Санаторий - Алексей Анатольевич Притуляк
Кундри сообразила первой. Она метнулась к Чипу, моментально наступила на провод и оттолкнула дурачка плечом так, что тот отлетел на несколько шагов и, обиженно улыбаясь, завалился на кучу мусора.
Иона ожидал, что провод тут же сменит цель и атакует Кундри, но тот не сделал никакого движения — лежал, прижатый ступнёй снайперши к куче хлама. И даже когда Кундри, с занесённым для удара прикладом винтовки, осторожно убрала ногу, провод не шевельнулся.
А может быть, он и не живой был вовсе, а просто дурачина Чип сам напоролся на торчащий из кучи мусора кусок проволоки. Как бы там ни было, выяснять это ни времени, ни желания не было, поэтому после того как психологиня наскоро забинтовала ногу Чипа, двинулись дальше. Но некоторое время шли с оглядкой: не двинется ли провод вослед.
И всё же, и всё же… — думал Иона, — в какой реальности бывают живые провода? Бывают они в какой-нибудь реальности? Нет. Думаю, что нет. Только во снах и в фильмах ужасов они бывают. А значит, не был этот провод живым. Или его вообще не было — он только снится кому-то, как и мы… А ошибка Таилиэты… это просто срыв. Ведь невозможно видеть сон и не воспринимать его как реальность, не верить в происходящее. Так?.. Так.

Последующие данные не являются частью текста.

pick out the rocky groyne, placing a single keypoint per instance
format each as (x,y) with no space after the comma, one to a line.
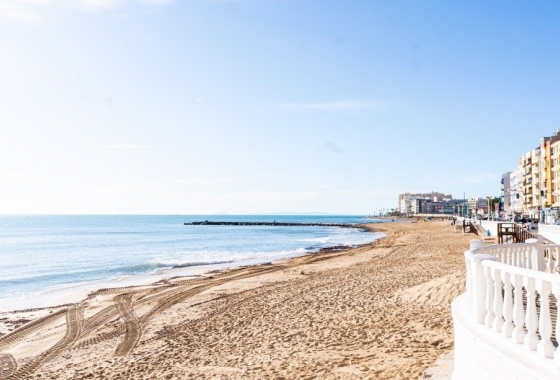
(276,224)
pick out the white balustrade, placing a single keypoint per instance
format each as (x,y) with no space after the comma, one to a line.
(498,279)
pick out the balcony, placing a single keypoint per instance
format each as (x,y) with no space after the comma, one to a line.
(505,323)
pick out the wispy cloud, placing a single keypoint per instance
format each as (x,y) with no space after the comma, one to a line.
(340,105)
(128,146)
(207,180)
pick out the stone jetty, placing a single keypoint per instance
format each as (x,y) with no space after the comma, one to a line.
(277,224)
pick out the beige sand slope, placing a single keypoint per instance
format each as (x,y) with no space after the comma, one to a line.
(379,312)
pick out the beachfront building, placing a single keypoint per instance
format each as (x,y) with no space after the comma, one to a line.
(477,206)
(511,193)
(530,185)
(425,203)
(548,146)
(533,188)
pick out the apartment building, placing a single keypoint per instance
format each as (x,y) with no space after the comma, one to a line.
(512,190)
(428,203)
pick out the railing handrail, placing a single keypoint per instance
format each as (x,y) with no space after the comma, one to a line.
(532,273)
(510,293)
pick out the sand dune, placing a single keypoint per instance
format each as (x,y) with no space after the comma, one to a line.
(378,311)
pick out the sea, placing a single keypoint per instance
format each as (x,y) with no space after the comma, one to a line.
(44,257)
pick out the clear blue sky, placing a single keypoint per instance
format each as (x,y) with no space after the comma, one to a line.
(255,106)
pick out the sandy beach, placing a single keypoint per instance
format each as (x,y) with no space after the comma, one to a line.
(380,311)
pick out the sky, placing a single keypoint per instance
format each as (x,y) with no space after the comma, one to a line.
(267,106)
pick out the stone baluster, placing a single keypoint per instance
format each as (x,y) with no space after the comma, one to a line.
(489,297)
(498,300)
(521,257)
(549,261)
(507,328)
(531,321)
(518,333)
(545,348)
(527,257)
(556,292)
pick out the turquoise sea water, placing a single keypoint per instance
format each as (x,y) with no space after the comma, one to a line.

За пустырём-свалкой открылась сеть морщинистых асфальтовых дорожек, пересекавших друг друга, как улицы некоего микро-города. Дорожки петляли и путались, огибая пни, которые когда-то, видимо, были тополями и клёнами, оживлявшими обстановку возле здания управы и представлявшими собой небольшую зелёную зону отдыха для управленцев. Когда и зачем спилены были деревья оставалось загадкой. Быть может, это случилось во время какой-нибудь очередной революции…
24
Маленькое зданьице управы прижалось к полуразвалившемуся бетонному забору. Хилое, одноэтажное, с мутными стёклами окон в старых, рассохшихся деревянных рамах. Заросшие плесенью и мхом стены, когда-то давно выкрашенные в салатовый цвет, теперь были серыми, с зеленоватыми разводами, словно кто-то, страдающий гайморитом, ежедневно приходил сюда, чтобы высморкаться на эту прелую штукатурку.
Сколько кабинетов, сколько начальников могло поместиться в этаком сарае? Неужели достаточно, чтобы отсюда можно было управлять целой промзоной, растянувшейся на бог весть сколько километров? Не верилось.
Трухлявое крыльцо, норовившее развалиться под следующим шагом, безбожно скрипело и стонало под ногами, когда они по нему поднимались.
Кундри, держа наготове винтовку, пнула дверь, и та, взвыв, будто от боли, петлями, распахнулась в тёмный простылый коридор; с треском ударилась о стену ручка и отлетела вместе с хлопьями иссохшей краски. Пыль на линолиуме в ёлочку почти скрывала рисунок, но трудно было определить давность смерти Промзоны по толщине слоя этого серого бархата. И когда они ступили на линолеум, пыль поднялась вокруг, так что можно было вообразить себя лунным первопроходцем. Зачихал Чиполлино, смешно теребя нос. Кундри яростно взглянула на него.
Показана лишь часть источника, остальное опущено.